Few questions for you... have you ever used sand before in a tank... if you get it sucked up in the powerhead or the filter your impellers will go to sh*t in no time at all... make sure any and all intakes are far above the surface of the sand. How much light do you plan on putting above the tank? Do you plan to do the necessary fertilizing?


----------



## TFMBIGDOG99 (Mar 19, 2006)

CO2 system is good for sh*t, I have 2 on my 30, just to keep the plants looking half good. Will be investing in pressurized really soon, not sure why you'd go black sand when you can use eco-complete, a black substrate made for plants. Rena Xp2 sounds really good, as HOB cause excessive CO2 loss(if your using CO2, but either way, its a great filter). Oh one more thing. The night before if and when you do set up, grab some rosary beads, and pray hard to god that your elong wont mind plants in your tank, cause apparently, my Maculatus finds them very tastey!


----------



## BlackSunshine (Mar 28, 2006)

I'd reccomend aganst getting moonsand. It is glass and can cut away at the roots and stems of your plants. Eco complete would be a MUCH better option as cost will be similar and the plants can actually benifit from the Eco where the black sand will offer nothing towards a healthy plant.


----------



## KillerRedz916 (Aug 19, 2005)

The reason im going with black sand is because they look cool
with green plants.

And Yes i had black sand before.

i'm not gonna use c02, i think it will be to much hasell
right now i got flourite at the bottom and sand at the top.
i might put that eco thing at the top, cause i need 10 more pound of substrate
anyway.

what kind of lights do i need (watts) 
and how long do i have to live them on everyday


----------



## TFMBIGDOG99 (Mar 19, 2006)

Photo period should be anywhere from 8-12 hours, pending.

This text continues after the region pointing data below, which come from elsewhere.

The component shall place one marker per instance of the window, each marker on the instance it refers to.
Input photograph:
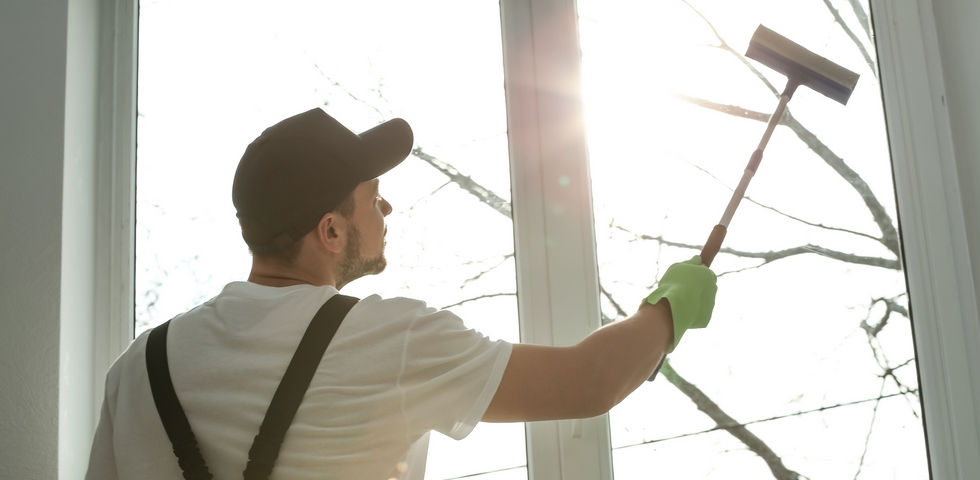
(236, 68)
(914, 64)
(810, 347)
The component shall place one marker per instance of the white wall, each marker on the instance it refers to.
(47, 112)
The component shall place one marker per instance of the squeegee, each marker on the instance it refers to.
(801, 67)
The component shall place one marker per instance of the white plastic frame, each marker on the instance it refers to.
(943, 297)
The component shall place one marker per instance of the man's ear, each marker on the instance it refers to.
(330, 232)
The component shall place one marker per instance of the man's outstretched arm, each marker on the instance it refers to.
(588, 379)
(585, 380)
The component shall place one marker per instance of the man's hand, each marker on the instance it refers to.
(690, 289)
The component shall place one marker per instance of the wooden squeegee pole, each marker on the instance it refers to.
(713, 245)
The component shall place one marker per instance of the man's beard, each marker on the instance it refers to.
(354, 265)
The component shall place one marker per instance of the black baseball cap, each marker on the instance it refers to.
(305, 166)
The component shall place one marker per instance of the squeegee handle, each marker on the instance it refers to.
(713, 244)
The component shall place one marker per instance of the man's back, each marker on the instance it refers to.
(394, 370)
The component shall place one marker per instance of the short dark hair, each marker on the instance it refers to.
(288, 256)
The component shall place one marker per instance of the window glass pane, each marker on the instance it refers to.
(810, 346)
(214, 74)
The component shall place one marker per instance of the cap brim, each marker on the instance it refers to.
(386, 145)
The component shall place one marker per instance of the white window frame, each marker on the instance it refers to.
(557, 280)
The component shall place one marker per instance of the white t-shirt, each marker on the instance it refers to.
(395, 370)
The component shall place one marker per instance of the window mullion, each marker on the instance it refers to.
(558, 294)
(115, 253)
(940, 283)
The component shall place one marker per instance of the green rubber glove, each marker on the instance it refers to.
(690, 289)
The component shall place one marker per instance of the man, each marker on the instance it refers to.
(308, 201)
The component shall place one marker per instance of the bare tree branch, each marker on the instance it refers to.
(484, 272)
(725, 421)
(850, 33)
(763, 420)
(862, 17)
(780, 212)
(881, 217)
(482, 193)
(722, 44)
(479, 297)
(867, 439)
(772, 256)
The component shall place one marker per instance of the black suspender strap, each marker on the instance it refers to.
(265, 448)
(285, 402)
(171, 413)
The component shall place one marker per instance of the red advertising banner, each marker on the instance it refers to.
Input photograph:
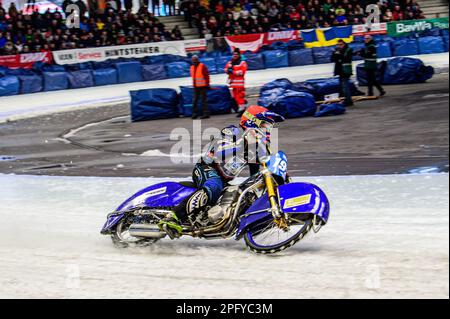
(25, 61)
(253, 42)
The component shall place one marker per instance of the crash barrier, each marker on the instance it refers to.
(56, 77)
(153, 104)
(218, 98)
(398, 71)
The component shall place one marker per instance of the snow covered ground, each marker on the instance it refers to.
(23, 106)
(388, 236)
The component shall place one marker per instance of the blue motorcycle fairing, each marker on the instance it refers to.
(295, 198)
(167, 194)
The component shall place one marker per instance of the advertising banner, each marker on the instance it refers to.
(25, 61)
(400, 28)
(114, 52)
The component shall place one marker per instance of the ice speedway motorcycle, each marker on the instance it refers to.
(268, 213)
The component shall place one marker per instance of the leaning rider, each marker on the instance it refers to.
(223, 161)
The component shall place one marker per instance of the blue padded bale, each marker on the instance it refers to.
(428, 45)
(221, 62)
(384, 50)
(361, 74)
(210, 64)
(406, 70)
(105, 76)
(322, 55)
(30, 83)
(153, 104)
(152, 72)
(322, 87)
(128, 72)
(330, 109)
(54, 81)
(9, 85)
(292, 104)
(178, 69)
(301, 57)
(80, 79)
(276, 59)
(218, 97)
(255, 61)
(405, 47)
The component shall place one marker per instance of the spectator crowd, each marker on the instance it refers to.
(117, 25)
(25, 33)
(236, 17)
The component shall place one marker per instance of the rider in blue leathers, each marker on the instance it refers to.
(223, 161)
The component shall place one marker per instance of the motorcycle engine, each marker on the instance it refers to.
(216, 213)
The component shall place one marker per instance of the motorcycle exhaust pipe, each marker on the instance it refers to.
(146, 230)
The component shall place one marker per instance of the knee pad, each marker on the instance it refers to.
(197, 201)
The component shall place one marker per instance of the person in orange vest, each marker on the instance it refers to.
(236, 70)
(200, 80)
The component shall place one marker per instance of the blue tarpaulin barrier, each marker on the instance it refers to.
(128, 72)
(322, 55)
(54, 81)
(255, 61)
(276, 59)
(80, 79)
(431, 44)
(322, 87)
(30, 83)
(292, 104)
(153, 104)
(218, 97)
(384, 50)
(9, 85)
(406, 70)
(300, 57)
(362, 76)
(105, 76)
(330, 109)
(210, 64)
(178, 69)
(405, 47)
(152, 72)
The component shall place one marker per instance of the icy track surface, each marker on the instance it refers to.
(388, 236)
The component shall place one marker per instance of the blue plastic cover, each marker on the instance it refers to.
(210, 63)
(405, 47)
(301, 57)
(330, 109)
(276, 59)
(178, 69)
(384, 50)
(406, 70)
(9, 85)
(430, 44)
(255, 61)
(128, 72)
(30, 83)
(105, 76)
(80, 79)
(292, 104)
(322, 55)
(322, 87)
(152, 72)
(153, 104)
(218, 97)
(55, 81)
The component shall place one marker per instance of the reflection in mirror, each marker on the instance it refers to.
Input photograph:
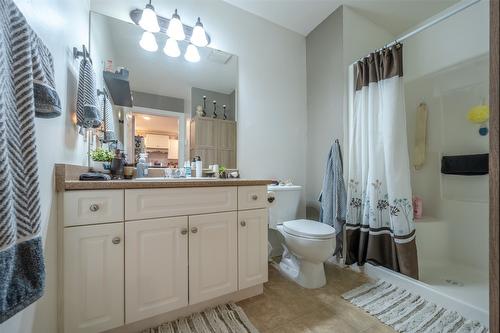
(172, 109)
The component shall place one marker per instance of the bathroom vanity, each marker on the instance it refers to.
(144, 252)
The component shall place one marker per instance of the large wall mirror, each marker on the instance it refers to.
(176, 109)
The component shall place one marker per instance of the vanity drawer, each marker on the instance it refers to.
(92, 207)
(165, 202)
(252, 197)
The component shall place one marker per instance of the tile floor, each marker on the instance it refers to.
(288, 308)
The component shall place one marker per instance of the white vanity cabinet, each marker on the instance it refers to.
(213, 253)
(252, 247)
(93, 278)
(151, 252)
(156, 266)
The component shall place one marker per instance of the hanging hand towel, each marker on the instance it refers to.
(23, 64)
(108, 117)
(419, 152)
(333, 196)
(87, 111)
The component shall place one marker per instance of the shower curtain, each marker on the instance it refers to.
(380, 227)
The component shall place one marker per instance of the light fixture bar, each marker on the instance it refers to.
(136, 14)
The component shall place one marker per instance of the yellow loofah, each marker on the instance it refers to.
(479, 114)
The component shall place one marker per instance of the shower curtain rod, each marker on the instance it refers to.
(429, 23)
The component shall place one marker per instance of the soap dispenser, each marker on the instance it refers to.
(199, 167)
(142, 166)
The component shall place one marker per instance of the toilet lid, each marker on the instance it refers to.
(309, 229)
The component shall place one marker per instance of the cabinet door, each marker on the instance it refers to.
(208, 156)
(252, 247)
(205, 133)
(93, 278)
(227, 135)
(227, 158)
(156, 267)
(213, 247)
(173, 149)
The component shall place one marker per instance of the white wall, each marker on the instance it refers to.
(339, 40)
(61, 24)
(463, 36)
(272, 82)
(446, 67)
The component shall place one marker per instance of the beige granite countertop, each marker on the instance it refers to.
(67, 180)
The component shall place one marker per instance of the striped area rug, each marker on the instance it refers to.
(227, 318)
(406, 312)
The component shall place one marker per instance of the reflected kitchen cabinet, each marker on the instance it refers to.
(214, 140)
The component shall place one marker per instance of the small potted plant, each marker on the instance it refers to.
(103, 158)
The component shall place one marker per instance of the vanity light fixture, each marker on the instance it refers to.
(175, 28)
(192, 54)
(148, 42)
(172, 48)
(199, 37)
(149, 21)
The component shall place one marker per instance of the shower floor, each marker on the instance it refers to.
(464, 283)
(459, 288)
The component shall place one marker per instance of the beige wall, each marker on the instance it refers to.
(61, 24)
(331, 47)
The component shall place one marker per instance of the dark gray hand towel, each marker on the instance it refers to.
(87, 110)
(23, 61)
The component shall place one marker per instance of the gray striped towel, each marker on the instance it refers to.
(333, 197)
(109, 120)
(87, 110)
(22, 59)
(47, 103)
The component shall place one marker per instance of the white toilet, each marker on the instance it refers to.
(310, 243)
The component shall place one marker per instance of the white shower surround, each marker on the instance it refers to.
(453, 241)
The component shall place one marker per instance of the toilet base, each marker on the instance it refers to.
(308, 275)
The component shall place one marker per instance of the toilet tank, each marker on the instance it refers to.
(285, 206)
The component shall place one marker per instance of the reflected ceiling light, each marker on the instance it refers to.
(172, 48)
(199, 37)
(192, 54)
(175, 28)
(148, 42)
(149, 21)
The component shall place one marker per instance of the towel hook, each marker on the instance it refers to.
(84, 53)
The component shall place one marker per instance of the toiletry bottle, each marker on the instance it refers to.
(142, 167)
(187, 166)
(199, 167)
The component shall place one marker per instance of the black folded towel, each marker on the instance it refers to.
(465, 165)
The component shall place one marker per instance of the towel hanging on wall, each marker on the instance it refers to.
(333, 197)
(87, 110)
(24, 62)
(419, 152)
(108, 118)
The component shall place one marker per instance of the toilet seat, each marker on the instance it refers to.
(309, 229)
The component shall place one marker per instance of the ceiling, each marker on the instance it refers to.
(150, 123)
(302, 16)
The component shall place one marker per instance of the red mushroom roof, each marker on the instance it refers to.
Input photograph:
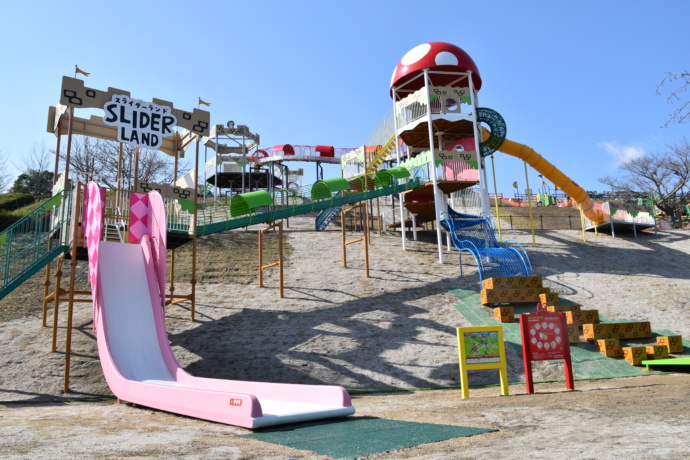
(437, 56)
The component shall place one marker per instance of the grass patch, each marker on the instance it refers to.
(230, 257)
(27, 299)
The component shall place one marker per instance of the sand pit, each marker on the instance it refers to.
(394, 330)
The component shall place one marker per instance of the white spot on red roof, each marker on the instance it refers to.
(446, 58)
(415, 54)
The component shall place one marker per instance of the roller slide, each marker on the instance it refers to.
(135, 353)
(553, 174)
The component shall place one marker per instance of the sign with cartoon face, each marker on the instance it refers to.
(481, 347)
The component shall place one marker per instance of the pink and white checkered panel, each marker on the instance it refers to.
(158, 230)
(138, 217)
(93, 225)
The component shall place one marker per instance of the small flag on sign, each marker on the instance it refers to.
(78, 70)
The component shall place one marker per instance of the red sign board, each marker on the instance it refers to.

Since you wont be using any CO2, I think you should try a low light setup, and stay under or right at 1.7 or 1.8wpg, you may be able to pull of 2wpg, if you dose fertilizers daily, watch the tank very closely. So anywhere from a 88 watt lamp, to like I said 110, if you watch very closely, and dose daily. You dont want an algae nightmare, trust me on that one. Again, the moonsand is almost identical to eco-complete, and alot less helpful to plants. Give the eco-complete a look. Good luck!


----------



## KillerRedz916 (Aug 19, 2005)

TFMBIGDOG99 said:


> Photo period should be anywhere from 8-12 hours, pending. Since you wont be using any CO2, I think you should try a low light setup, and stay under or right at 1.7 or 1.8wpg, you may be able to pull of 2wpg, if you dose fertilizers daily, watch the tank very closely. So anywhere from a 88 watt lamp, to like I said 110, if you watch very closely, and dose daily. You dont want an algae nightmare, trust me on that one. Again, the moonsand is almost identical to eco-complete, and alot less helpful to plants. Give the eco-complete a look. Good luck!


thanks man


----------



## DiPpY eGgS (Mar 6, 2005)

I personally won't go over 1.5wpg without some sort of CO2 supplication


----------



## TFMBIGDOG99 (Mar 19, 2006)

Dippy is probably right, I'm still just trying to get the hang of this plant game. Stick with what the Plant Lord of P-fury says.


----------